In 2018, cybercrime cost businesses more than $45 billion in losses and there’s no sign that the costs were any lower for 2019. Who knows what 2020 will bring. What’s certain is that organizations will need to give cyber security even more focus as they seek to secure their profitability.
It all starts with knowing important strategies for protecting your financial data. Here are a few strategies that you might want to consider:
1. Conduct a security audit
What security measures are in place? When was the last time you updated your anti-virus systems and firewalls? Is there a need to upgrade to advanced software? These and other questions are best answered through a security audit. What you should do is assess your organization’s preparedness in facing potential security threats that might compromise your financial security. You will need to focus more on what security assets you currently have and see if upgrades are in order. The main purpose here is to uncover your organization’s vulnerabilities and ensure that it’s protected from the most urgent threats.
2. Use the right financial management software
Keeping all your financial records organized is tedious enough, but how about keeping them protected from a potential data breach? Hackers are becoming even smarter and are looking for ways to compromise your organization’s security. In this sense, it helps if you use software and platforms that come with added security features. When shopping for payables automation platforms or invoice tracking software, make sure to look for those that allow cloud integration so much of your financial data gets processed offsite.
3. Revise your data policies
At best, your financial data is best secured through the conscious effort of everyone who directly uses it. In other words, you will have to continuously train your employees to handle financial data more securely.
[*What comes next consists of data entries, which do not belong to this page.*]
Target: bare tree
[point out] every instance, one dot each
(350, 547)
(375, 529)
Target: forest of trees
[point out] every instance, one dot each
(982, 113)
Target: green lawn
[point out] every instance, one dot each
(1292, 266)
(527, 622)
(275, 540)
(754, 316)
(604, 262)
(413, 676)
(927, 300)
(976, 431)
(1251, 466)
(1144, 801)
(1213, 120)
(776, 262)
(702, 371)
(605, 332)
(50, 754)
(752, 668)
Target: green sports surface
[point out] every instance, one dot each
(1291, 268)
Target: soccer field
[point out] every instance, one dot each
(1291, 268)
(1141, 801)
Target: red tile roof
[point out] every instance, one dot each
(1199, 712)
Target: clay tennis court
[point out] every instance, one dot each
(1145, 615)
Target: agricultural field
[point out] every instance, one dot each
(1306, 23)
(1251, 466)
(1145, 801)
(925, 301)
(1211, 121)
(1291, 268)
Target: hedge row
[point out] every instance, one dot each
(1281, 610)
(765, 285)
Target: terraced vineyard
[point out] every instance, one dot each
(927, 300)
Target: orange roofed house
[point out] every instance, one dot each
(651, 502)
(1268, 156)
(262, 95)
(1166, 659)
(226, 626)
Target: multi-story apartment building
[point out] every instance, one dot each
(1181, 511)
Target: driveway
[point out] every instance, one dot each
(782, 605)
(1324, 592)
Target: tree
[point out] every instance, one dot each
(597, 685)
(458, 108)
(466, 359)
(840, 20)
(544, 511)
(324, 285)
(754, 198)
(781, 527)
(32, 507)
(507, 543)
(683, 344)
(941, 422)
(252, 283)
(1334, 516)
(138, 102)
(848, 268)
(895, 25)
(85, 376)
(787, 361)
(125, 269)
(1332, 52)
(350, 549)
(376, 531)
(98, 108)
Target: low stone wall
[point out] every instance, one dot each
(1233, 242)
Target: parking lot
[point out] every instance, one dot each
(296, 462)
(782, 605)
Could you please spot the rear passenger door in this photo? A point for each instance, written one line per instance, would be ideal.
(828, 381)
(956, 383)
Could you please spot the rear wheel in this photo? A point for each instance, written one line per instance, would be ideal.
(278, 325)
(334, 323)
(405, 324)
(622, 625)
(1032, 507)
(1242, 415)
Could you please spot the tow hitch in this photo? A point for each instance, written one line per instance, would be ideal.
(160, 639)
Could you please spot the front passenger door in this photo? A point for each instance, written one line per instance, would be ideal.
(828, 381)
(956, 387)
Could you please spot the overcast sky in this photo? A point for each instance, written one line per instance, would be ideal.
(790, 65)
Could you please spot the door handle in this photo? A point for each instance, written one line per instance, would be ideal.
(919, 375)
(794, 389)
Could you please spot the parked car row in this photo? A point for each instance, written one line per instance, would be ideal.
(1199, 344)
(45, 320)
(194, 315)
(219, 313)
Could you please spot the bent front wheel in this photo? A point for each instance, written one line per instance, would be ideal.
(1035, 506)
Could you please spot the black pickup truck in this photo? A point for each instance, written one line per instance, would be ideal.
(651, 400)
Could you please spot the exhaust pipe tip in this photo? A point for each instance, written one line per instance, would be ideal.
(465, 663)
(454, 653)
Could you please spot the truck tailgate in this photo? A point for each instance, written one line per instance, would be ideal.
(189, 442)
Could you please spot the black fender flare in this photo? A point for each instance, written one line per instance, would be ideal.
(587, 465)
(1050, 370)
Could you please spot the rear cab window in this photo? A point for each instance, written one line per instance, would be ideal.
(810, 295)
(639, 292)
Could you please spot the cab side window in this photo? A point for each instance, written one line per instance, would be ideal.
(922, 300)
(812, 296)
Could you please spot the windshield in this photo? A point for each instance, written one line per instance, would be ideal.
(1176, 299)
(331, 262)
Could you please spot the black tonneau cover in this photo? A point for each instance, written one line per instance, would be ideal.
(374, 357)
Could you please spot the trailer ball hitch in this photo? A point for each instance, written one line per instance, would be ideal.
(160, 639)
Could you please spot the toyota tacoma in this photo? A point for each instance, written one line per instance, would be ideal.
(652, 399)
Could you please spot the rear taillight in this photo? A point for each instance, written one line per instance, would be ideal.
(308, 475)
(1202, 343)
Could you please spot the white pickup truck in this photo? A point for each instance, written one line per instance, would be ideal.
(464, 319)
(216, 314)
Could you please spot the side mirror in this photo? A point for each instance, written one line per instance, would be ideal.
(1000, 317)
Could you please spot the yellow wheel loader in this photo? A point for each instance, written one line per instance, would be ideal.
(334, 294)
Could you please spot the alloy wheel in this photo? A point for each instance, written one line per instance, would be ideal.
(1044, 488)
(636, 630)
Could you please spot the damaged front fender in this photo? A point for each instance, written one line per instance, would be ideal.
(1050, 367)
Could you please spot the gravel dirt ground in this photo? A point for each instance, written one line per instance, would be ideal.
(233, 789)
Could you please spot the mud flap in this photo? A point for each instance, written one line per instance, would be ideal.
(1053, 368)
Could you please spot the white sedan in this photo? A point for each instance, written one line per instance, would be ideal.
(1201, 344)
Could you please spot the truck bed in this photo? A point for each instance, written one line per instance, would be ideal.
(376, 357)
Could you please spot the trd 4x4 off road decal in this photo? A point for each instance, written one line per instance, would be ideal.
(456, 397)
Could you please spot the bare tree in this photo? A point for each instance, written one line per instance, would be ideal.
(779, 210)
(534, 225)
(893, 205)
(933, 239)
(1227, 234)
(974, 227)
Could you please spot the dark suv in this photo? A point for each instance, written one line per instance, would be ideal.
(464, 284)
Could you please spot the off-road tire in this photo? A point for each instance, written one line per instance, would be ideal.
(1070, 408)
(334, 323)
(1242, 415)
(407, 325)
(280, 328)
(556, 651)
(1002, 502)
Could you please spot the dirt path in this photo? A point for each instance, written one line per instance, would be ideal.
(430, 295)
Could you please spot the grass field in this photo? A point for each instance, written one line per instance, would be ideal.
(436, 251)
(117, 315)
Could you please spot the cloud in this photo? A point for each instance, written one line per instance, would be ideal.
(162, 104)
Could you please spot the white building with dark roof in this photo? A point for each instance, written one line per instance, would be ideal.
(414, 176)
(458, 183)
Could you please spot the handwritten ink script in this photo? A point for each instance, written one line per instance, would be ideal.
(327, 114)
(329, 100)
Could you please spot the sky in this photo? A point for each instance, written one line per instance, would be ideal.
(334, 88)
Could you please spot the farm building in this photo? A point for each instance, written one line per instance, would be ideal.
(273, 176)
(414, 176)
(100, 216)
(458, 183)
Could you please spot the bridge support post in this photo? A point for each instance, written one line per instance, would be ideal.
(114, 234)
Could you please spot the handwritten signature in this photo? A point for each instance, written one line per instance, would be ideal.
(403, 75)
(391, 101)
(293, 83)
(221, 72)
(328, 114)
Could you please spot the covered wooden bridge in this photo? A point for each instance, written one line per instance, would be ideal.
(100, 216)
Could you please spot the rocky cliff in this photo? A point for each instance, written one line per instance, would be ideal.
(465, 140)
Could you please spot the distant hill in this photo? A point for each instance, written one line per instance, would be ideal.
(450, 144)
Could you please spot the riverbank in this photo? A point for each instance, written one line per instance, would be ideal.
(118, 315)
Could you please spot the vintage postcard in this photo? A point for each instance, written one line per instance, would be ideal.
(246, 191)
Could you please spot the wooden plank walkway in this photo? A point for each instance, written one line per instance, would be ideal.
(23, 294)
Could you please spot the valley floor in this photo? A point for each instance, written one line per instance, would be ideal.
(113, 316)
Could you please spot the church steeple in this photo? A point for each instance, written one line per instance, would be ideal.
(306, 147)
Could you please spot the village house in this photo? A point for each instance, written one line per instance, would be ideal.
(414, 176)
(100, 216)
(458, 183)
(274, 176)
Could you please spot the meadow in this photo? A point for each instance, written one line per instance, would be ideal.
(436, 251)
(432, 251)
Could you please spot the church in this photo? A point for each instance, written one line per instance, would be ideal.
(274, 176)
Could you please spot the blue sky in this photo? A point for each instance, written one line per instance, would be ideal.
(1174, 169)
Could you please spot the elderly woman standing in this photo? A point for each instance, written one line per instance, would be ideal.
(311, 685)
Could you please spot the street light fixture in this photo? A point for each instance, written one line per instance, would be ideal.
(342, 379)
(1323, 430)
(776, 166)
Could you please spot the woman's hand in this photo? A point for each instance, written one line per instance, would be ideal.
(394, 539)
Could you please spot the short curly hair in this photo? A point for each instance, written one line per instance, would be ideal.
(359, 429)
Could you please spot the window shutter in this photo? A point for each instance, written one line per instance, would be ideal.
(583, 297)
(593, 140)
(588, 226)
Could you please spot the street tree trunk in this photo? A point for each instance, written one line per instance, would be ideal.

This should come with a clear set of guidelines or policies that should help everyone understand their roles in terms of keeping all records, login credentials, and other critical information from falling into the wrong hands.
4. Be wary of using payment portals
If you haven’t set up your own payment portal yet, chances are you are using third-party platforms for billing and receiving payments from customers. While these platforms can assure you that your transactions remain discreet, it shouldn’t give you a good reason to use all your financial data carelessly. So, before sending out invoices, make sure to use strong passwords and be careful with sending invoices to the wrong addresses.
Financial security is a serious part of running a successful business. Make sure to keep your financial records protected at all costs so you won’t have to pay dearly for the consequences later on.